A sub-pixel image shifter is presented, for use in enhancing the spatial resolution of digital image sensors by combining multiple displaced sub-images using a super-resolution (SR) algorithm. The device uses the walk-off phenomenon in birefringent crystals to separate images with opposite polarizations by a sub-pixel displacement. A liquid crystal (LC) waveplate plus a polarizer can then select the specific image to be exposed, with fast, non-mechanical control. This cascaded device, comprising two sapphire crystals, two LCs, and a single polarizer, is capable of 2-dimensional image shift with displacements of 0.5 pixels. The experimental results show that the image registration stability can be precisely controlled within 0.05 pixels and the contrast transfer function ratio of the SR image is enhanced by up to 1.36 times compared to the original captured image. Moreover, based on the fast transition time of LCs, the displaced sub-images can be recorded in video form with a frame rate of 40 fps.
© 2009 OSA
Image sensors have in recent years evolved from primarily image/video capture devices to “smart cameras” with real-time on-board processing functionality [1,2]. Along with continuously stronger embedded digital signal processing (DSP) capability and keen demands for high-quality imaging, new imaging systems named “computational cameras” have received great attention [3–9]. The concept of computational cameras is that an extra controllable optical or mechanical device is inserted into the traditional lens-detector configuration to generate sub-images with small variations, such as displacement [4–6], specific aberrations [7,8], and so on. Consequently, higher dynamic range , wider field of view , or even super-resolution (SR) images could be accomplished using a corresponding post-processing algorithm [4–8].

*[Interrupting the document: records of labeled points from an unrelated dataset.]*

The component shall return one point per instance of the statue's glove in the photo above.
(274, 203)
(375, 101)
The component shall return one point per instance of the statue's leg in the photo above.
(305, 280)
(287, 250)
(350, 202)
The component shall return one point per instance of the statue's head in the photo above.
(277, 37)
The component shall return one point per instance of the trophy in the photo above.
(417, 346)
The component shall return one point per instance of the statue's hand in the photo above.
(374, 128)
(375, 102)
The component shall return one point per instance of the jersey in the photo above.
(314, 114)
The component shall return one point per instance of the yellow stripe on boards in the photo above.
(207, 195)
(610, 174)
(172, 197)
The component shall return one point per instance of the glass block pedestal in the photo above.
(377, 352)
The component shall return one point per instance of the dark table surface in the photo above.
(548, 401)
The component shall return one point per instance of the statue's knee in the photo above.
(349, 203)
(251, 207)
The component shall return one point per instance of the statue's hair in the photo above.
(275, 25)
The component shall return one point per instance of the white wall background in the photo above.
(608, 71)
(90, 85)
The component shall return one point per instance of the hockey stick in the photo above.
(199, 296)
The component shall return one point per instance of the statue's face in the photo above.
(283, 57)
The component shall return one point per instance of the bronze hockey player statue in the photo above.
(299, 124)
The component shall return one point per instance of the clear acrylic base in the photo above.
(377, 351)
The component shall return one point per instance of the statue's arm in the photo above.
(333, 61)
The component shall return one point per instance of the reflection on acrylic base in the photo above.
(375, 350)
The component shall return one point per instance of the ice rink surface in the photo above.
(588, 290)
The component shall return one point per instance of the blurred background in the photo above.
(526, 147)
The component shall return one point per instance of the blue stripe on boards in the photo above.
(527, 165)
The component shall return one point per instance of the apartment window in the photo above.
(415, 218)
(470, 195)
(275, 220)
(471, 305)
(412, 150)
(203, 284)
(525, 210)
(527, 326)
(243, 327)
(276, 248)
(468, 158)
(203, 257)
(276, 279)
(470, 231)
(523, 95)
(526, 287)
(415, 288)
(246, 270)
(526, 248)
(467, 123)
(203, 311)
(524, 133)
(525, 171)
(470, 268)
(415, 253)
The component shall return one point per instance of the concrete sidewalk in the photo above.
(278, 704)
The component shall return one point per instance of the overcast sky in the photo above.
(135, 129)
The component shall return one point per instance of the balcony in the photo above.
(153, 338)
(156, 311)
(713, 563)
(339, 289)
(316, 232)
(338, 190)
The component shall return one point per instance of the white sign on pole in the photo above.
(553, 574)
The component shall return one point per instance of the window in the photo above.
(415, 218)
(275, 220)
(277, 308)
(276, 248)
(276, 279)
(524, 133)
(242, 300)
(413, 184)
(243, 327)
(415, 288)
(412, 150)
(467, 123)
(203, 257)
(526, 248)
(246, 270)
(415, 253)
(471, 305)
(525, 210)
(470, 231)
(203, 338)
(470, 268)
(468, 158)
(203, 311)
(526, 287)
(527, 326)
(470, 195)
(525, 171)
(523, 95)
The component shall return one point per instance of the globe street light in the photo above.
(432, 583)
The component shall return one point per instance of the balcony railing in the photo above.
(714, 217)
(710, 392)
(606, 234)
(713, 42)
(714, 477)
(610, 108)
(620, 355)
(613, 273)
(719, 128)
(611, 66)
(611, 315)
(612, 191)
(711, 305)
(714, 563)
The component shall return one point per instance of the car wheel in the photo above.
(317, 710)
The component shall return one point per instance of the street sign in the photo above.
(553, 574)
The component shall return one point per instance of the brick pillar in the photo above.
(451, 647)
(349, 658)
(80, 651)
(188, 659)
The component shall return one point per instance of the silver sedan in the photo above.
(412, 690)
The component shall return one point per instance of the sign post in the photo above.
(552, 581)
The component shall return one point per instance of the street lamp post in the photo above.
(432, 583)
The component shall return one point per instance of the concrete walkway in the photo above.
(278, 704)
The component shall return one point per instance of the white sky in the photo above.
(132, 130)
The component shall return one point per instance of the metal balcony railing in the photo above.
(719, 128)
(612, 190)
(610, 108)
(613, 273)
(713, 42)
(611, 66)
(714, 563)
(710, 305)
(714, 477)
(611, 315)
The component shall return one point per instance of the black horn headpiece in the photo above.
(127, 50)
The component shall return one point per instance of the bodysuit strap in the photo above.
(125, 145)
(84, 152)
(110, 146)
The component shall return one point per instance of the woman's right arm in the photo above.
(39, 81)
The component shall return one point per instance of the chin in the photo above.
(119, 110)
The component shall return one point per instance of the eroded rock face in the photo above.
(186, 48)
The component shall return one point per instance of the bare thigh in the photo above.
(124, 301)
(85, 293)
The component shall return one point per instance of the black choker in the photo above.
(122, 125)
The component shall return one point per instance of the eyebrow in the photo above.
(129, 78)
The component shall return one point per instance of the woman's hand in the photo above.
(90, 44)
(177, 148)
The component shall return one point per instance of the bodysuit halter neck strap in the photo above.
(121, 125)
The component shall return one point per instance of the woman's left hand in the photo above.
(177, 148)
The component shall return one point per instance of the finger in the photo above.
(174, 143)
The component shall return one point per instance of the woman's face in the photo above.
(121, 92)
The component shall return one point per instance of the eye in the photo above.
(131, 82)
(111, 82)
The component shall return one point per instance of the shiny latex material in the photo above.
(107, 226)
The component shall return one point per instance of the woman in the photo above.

The most essential research topic in computational cameras is resolution enhancement, due to the constraint of sensor pixel density. The straightforward solution is to further reduce the pixel size of the image sensor; however, this is limited not only by the minimum feature size of the fabrication process, but also the degradation of image quality by shot noise . However, based on the well developed SR algorithms [10–14], image resolution higher than sensor pixel density can be achieved via the reconstruction of several sub-pixel displaced images.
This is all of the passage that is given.